Mechanical signaling

Forces acting on a target at the cellular or molecular level result in deformations that convey information. There are critical differences between chemical vs. mechanical signaling. Firstly, force is a vector and thus mechanical signaling has direction, in contrast to diffusion of a chemical reactant. Secondly, mechanical signals can be generated quickly and transmitted instantaneously over long distances. Thirdly, mechanical signals quantified as strain (see above) decay, or dissipate, linearly (1/r) while chemical signals in 2D decay as 1/r²). We are just starting to measure mechanical properties of cells and finding significant differences throughout development and disease.

Computer vision and modeling

For physicists, mathematicians and computer sciences, building toy models to simulate a process is an integral part of their toolbox. Biologists are just starting to complete the parts list, count molecules and measure kinetic parameters to make testable models. A model should be considered as a tool to guide our intuition in this strange world of the cell. The challenge is to translate the model prediction into the form of experimental outcome. One method, model convolution, does just that [15]. By convolving points in space with the point spread function of a microscope objective, Odde and colleagues [15] have developed methods to present model predictions in the precise form of experimental data. In this way, parameters can be adjusted and simulations can be generated for evaluation by the experimentalist. Another major approach is to exploit the processing ability of a computer to analyze enormous data sets. Our abilities to deduce principle components of a system are no longer constrained by its complexity. We have broken the negative correspondence between complexity and understanding with computer vision [16]. These computer-intensive approaches coupled with the knowledge of the physical properties of our specimen and its environment will provide us new intuition that will serve as a guide for a deeper understanding of cellular function.

Searching for principles (Biophysics, W. Bialek) lays out the next challenge in cell biology.
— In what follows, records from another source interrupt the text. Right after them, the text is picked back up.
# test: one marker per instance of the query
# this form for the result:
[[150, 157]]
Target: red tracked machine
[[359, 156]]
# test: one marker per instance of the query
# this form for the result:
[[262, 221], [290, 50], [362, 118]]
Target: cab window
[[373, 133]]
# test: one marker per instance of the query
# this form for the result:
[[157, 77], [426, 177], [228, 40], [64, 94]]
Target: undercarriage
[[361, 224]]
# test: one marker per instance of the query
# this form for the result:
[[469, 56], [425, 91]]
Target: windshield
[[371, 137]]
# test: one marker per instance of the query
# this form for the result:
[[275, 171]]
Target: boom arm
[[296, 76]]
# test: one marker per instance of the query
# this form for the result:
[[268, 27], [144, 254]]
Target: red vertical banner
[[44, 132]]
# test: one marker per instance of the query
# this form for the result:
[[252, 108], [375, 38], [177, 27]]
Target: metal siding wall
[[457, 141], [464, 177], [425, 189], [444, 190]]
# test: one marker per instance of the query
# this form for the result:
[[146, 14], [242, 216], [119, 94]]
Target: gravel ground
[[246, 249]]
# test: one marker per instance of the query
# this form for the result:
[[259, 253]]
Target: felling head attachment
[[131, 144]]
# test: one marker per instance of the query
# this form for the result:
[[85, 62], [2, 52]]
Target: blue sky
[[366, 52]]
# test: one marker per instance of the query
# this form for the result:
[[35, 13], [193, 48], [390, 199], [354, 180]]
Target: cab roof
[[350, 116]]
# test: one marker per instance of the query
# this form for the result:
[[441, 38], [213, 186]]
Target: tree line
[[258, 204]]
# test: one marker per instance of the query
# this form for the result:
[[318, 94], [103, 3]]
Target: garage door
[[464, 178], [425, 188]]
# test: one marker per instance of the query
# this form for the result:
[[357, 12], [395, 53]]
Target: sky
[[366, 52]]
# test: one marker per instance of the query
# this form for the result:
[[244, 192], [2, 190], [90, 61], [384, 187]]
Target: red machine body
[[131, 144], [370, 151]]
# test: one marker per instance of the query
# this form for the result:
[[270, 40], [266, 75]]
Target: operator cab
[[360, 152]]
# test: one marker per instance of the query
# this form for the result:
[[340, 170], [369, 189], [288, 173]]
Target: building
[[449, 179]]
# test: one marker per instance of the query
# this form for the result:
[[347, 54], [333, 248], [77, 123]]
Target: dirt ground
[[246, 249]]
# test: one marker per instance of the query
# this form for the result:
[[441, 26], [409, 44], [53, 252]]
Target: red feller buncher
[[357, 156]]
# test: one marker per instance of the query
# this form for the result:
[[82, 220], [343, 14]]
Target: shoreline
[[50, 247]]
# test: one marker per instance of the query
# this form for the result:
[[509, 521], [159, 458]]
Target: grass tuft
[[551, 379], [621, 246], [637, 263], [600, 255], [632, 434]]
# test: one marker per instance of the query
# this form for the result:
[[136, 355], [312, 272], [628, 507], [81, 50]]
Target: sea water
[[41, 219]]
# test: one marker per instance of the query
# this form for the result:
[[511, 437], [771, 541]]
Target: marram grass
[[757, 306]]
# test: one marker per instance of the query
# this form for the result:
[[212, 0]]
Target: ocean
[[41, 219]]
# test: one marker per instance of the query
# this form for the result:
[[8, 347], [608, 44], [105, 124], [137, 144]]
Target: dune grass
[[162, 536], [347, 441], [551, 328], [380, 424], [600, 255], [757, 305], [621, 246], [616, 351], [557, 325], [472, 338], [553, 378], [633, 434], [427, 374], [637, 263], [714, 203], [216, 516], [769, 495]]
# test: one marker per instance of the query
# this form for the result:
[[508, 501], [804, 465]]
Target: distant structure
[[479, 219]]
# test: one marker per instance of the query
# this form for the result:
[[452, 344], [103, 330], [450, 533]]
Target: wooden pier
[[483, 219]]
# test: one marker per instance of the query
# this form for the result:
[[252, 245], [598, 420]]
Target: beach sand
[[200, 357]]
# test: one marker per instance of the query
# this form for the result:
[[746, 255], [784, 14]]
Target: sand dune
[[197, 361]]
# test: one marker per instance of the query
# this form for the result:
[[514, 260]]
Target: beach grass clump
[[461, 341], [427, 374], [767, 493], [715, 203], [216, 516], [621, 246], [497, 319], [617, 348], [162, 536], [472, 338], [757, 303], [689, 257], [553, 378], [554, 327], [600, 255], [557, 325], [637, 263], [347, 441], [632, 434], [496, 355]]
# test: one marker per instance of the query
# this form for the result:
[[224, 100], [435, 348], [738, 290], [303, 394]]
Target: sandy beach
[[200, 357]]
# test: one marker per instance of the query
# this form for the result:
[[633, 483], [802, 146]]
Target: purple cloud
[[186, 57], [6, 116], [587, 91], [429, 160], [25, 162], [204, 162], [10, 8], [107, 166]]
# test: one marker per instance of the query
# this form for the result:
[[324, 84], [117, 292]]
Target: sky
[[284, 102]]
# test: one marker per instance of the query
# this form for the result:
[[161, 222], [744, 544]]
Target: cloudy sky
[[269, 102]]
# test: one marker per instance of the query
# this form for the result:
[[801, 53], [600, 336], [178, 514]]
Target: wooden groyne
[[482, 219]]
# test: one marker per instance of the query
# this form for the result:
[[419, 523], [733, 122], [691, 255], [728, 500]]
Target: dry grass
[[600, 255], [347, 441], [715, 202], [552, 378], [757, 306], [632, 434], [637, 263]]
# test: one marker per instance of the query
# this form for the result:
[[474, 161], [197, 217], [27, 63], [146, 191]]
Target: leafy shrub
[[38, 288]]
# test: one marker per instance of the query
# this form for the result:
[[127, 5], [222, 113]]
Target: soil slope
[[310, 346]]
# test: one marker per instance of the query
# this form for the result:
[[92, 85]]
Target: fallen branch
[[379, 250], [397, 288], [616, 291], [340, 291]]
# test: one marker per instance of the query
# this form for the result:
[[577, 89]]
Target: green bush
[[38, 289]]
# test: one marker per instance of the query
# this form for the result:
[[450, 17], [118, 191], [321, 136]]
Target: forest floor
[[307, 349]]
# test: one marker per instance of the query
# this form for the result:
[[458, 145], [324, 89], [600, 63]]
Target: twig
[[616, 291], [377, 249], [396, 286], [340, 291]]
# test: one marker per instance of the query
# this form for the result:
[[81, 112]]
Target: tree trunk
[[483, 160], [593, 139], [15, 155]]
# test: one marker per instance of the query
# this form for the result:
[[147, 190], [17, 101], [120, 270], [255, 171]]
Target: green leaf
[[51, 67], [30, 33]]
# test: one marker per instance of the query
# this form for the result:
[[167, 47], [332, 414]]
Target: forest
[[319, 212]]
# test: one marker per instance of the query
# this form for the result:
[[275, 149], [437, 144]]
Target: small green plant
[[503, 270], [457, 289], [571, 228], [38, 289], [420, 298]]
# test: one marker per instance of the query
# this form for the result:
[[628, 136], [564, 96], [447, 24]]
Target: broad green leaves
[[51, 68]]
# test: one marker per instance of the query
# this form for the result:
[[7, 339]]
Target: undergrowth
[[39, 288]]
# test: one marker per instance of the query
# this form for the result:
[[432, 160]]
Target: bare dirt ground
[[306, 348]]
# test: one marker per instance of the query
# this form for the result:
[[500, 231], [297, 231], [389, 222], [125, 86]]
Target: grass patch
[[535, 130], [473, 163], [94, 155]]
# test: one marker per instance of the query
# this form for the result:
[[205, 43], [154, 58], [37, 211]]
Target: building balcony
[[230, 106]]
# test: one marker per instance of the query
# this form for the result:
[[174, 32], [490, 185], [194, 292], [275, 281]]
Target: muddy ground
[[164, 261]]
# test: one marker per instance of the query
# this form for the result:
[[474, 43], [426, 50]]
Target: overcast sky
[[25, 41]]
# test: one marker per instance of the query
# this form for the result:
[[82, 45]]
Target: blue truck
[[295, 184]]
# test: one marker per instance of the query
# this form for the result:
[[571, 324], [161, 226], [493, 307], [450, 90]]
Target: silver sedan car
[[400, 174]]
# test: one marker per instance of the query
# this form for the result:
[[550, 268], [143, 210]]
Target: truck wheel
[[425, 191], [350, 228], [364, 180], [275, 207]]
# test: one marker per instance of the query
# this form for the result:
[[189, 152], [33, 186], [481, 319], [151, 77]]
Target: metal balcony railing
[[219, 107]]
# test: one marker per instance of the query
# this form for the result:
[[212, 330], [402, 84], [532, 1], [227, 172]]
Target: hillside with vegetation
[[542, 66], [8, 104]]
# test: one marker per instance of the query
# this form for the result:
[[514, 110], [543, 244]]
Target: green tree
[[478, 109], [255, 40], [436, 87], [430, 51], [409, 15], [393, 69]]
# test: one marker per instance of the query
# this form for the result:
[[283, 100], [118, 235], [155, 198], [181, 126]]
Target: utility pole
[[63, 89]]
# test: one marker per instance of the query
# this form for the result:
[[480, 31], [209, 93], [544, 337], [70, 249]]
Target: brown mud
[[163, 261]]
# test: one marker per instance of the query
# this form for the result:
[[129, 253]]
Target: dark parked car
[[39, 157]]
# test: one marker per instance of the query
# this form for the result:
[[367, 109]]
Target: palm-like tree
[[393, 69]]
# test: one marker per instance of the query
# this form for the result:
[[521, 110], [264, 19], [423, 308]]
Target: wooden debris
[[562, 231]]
The ‘bucket biochemistry’ approach to deduce reaction mechanism got us the building blocks and basic wiring diagram. We need to step back and remind ourselves how noisy, crowded, and unpolluted the cell is. With amazing efficiency, the cell is the ultimate recycler and works very close to its physical limits as to accomplish tasks with minimal exertion. Noise can be friendly, information is a probability distribution and entropy can be useful. In Biophysics, W. Bialek uses these basic principles to build a search algorithm for navigating the cell.